By Russ and Tiña De Maris
An RVer with a 1989 motorhome tried making a reservation in an RV park. When the reservation clerk learned the age of the unit, the RVer was told: “Sorry, but your rig is too old. Your electrical system just isn’t compatible with our service and it would likely catch fire.” He was told the park only allowed RVs that were no older than ten years.
The RVer was left a bit shaken: Do older RVs burn up because of newer electrical services? The answer to that question is, No. Properly wired and maintained RVs, regardless of age, don’t “catch fire” by being plugged into a “modern” electrical service. The smoke here was from the RV park puffing up an improbable excuse to refuse an “older” RV.
Sad to say, there are plenty of RV parks who practice — as many RVers see it — age discrimination. Many “upscale” RV properties practice the so-called “ten-year rule.” Basically, if the rig is more than ten years old, it’s simply not welcome at the park. What’s the “reasoning” behind this practice?
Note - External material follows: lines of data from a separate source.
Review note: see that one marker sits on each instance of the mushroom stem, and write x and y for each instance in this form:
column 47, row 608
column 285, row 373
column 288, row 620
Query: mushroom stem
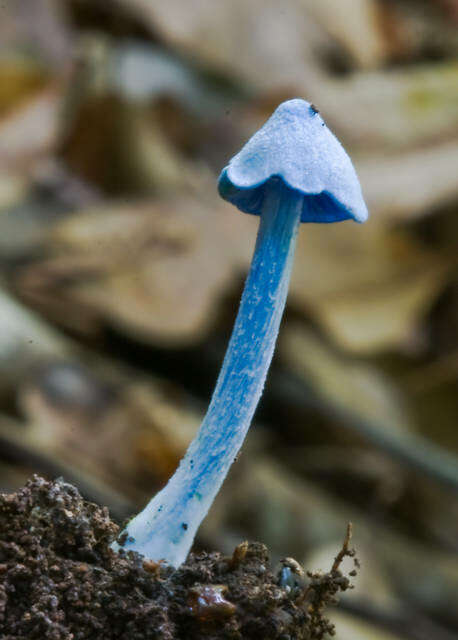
column 165, row 529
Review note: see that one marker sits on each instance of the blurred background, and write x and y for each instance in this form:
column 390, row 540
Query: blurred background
column 121, row 270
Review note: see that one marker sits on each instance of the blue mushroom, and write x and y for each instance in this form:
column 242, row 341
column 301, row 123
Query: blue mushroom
column 292, row 170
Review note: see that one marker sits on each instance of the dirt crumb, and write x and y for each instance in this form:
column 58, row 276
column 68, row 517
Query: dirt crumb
column 59, row 580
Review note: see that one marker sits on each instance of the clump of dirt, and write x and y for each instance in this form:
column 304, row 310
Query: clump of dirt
column 59, row 580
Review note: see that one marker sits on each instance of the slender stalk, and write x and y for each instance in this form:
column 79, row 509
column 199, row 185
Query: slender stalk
column 165, row 529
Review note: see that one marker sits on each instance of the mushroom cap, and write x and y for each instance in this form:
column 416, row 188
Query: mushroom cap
column 296, row 147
“You have to do it,” said Reza Paydar, president and CEO of La Jolla, Calif.-based SunLand RV Resorts, which owns and operates seven RV resorts throughout Southern California. “If you allow these older vehicles to come into your park, it’s like having a neighbor with a rundown house, and it impacts the desirability of the sites nearby.” Paydar was quoted in a story in RV Business Magazine.
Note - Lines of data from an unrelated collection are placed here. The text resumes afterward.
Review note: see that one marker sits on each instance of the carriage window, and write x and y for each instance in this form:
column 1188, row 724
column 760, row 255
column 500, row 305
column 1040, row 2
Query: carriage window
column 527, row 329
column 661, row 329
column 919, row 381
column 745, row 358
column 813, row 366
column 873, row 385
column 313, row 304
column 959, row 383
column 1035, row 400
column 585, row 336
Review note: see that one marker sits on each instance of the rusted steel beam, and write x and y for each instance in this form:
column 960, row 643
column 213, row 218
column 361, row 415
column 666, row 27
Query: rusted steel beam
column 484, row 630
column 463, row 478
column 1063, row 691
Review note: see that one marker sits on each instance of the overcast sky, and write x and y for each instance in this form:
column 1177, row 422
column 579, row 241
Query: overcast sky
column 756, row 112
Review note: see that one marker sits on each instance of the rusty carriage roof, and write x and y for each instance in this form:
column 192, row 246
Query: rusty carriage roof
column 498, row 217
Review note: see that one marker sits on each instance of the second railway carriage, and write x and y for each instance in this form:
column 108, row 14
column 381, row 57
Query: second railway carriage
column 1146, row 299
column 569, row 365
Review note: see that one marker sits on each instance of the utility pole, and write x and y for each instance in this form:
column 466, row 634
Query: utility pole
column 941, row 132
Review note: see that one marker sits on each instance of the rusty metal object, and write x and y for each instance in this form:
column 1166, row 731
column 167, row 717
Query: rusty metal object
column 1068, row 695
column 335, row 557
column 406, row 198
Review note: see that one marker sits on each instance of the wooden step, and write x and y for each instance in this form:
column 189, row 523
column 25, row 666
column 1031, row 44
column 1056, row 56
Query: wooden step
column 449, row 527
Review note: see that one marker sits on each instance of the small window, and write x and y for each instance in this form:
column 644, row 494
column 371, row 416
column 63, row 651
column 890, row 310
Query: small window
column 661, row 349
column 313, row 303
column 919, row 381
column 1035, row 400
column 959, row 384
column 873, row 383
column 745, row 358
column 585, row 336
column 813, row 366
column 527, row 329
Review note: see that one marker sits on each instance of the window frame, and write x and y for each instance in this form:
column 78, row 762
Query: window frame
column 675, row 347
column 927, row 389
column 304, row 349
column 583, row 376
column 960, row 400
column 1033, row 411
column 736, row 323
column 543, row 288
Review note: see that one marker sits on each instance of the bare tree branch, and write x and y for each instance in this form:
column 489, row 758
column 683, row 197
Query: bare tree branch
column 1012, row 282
Others use more subtle means to keep out “undesirable” rigs. Here’s a quote lifted from a forum for RV park owners. “We also do not post our monthly rates. Our rates run anywhere from $200 to $550 per month for the same type of spot. Usually if you say a high price to the undesirable customers, they will turn it down and move on.
“If they call rather than drive in, I say tell me a little about your rig … how many people? Pets? So I can see if we have an appropriate space for you … Are you working in the area or vacationing?, etc. You can get a pretty good idea if they will fit into your park that way. Then you can quote the price.”
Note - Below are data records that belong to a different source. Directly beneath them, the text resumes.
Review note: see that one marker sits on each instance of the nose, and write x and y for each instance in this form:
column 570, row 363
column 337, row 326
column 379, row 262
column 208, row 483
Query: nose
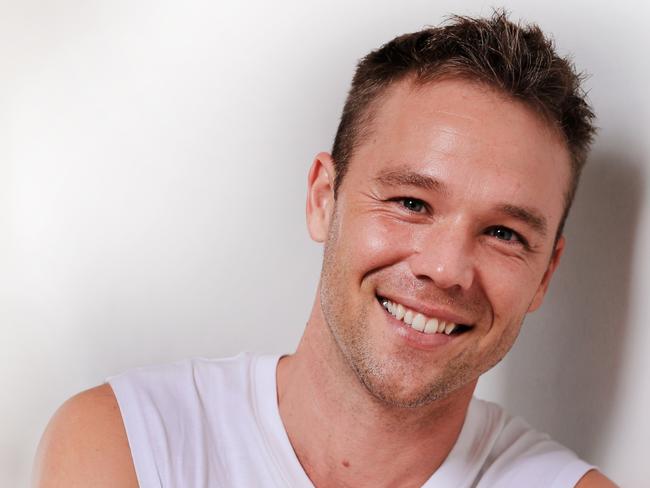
column 443, row 255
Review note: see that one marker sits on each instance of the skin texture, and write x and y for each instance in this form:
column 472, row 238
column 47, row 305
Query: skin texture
column 423, row 217
column 85, row 445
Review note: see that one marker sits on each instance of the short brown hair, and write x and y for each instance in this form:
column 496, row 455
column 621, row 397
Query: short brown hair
column 517, row 59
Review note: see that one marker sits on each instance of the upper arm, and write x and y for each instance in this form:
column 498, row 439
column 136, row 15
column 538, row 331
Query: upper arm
column 85, row 444
column 595, row 479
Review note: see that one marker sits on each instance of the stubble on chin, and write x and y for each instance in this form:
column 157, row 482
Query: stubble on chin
column 393, row 380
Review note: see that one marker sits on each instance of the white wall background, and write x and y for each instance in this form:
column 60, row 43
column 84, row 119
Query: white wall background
column 153, row 159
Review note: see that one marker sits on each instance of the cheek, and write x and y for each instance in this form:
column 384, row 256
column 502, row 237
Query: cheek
column 508, row 285
column 379, row 241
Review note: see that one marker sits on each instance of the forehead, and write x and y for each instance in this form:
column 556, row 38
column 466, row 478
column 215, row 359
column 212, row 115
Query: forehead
column 478, row 140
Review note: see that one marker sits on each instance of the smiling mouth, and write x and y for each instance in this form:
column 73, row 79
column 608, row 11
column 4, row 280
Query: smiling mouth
column 420, row 322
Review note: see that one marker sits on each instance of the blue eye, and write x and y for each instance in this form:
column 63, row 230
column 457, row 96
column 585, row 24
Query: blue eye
column 504, row 234
column 413, row 204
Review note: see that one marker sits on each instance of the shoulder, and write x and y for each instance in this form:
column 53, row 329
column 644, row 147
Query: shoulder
column 85, row 444
column 517, row 453
column 595, row 479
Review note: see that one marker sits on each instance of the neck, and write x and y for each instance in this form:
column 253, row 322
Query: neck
column 344, row 436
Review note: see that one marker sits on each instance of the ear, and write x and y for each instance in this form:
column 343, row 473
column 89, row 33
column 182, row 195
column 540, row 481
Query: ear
column 546, row 279
column 320, row 196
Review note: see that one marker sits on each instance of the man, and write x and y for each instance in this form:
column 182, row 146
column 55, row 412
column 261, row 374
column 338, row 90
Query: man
column 441, row 210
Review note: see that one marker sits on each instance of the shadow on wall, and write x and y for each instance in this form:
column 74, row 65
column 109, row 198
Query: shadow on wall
column 563, row 374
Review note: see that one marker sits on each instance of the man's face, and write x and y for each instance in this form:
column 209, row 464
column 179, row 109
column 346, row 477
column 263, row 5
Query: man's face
column 448, row 210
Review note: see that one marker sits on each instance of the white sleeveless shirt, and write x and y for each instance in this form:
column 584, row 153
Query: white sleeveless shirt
column 216, row 423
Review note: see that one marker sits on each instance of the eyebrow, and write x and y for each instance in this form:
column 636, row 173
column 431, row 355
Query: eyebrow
column 403, row 177
column 526, row 215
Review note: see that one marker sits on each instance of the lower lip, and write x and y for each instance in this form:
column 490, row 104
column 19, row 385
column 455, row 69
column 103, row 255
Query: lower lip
column 415, row 338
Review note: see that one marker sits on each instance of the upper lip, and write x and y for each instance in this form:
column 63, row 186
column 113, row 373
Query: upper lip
column 428, row 310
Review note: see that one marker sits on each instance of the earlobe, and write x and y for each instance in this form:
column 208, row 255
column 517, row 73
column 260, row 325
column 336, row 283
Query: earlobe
column 320, row 196
column 546, row 279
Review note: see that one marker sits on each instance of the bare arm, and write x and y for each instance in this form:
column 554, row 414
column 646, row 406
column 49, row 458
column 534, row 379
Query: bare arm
column 85, row 444
column 595, row 479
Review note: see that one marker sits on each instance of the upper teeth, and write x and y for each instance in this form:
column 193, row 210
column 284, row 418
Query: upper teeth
column 416, row 320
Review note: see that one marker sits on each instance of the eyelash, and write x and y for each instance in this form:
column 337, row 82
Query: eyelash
column 519, row 239
column 402, row 201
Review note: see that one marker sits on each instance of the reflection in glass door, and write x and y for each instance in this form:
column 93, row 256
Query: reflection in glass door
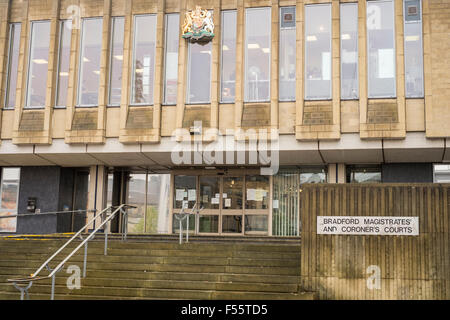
column 150, row 194
column 184, row 197
column 208, row 220
column 232, row 205
column 232, row 202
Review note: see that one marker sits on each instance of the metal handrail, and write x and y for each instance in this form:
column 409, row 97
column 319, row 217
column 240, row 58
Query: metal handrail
column 46, row 213
column 34, row 276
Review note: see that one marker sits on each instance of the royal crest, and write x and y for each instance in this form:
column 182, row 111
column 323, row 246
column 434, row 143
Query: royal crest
column 198, row 25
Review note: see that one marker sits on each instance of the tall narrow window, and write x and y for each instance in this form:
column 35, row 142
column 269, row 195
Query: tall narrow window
column 91, row 48
column 257, row 54
column 13, row 62
column 318, row 52
column 144, row 49
column 414, row 86
column 349, row 51
column 9, row 196
column 287, row 54
column 38, row 64
column 171, row 58
column 116, row 59
column 381, row 49
column 199, row 73
column 63, row 63
column 228, row 66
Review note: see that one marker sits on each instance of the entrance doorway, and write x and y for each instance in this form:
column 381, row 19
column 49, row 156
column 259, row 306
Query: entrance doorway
column 233, row 204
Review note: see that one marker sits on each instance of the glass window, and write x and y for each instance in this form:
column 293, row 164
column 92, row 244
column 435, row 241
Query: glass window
column 414, row 86
column 257, row 54
column 318, row 52
column 9, row 191
column 91, row 49
column 13, row 62
column 287, row 54
column 256, row 223
column 144, row 50
column 62, row 79
column 441, row 173
column 38, row 64
column 363, row 174
column 209, row 192
column 231, row 224
column 136, row 197
column 171, row 60
column 185, row 192
column 116, row 60
column 232, row 193
column 349, row 51
column 150, row 194
column 381, row 49
column 228, row 66
column 257, row 192
column 199, row 73
column 208, row 224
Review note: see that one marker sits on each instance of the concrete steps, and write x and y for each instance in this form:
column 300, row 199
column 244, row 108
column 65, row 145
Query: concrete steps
column 145, row 268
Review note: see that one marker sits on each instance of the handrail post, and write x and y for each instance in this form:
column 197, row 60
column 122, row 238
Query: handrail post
column 124, row 224
column 85, row 259
column 52, row 295
column 23, row 290
column 187, row 229
column 181, row 230
column 106, row 240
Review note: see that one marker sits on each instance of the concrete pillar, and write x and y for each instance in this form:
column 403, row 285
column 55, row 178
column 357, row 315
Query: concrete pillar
column 336, row 173
column 97, row 196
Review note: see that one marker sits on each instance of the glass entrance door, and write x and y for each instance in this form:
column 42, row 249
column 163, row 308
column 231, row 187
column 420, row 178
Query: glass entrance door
column 232, row 205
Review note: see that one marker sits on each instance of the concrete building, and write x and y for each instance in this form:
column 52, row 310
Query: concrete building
column 104, row 102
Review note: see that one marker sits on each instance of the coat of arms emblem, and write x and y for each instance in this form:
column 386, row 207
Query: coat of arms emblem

Not all parks with the “ten-year rule” enforce the rule. Some park managers will make exceptions if the rig has been well-maintained. This ires some RVers who feel “rules are rules,” and should be enforced across-the-board. Others find the situation amusing and suggest those with older rigs simply lie about the age of their unit, or pass on by.
Got an older rig and worried you may not be able to find a place to stay? Remember, not every RV park has such a rule, and if your rig is well cared for you may be able to stay there anyway. We’ve never heard of a public campground with an “aesthetics” standard — so generally speaking, you’ll probably always be able to find a place for you and your rig, regardless of age.
Sounds like Reza Paydar is saying that camping rigs more than 10 years old are automatically “rundown.” What a crock. Mine is 12 and it looks a lot better than the park does that turned us down for that very reason.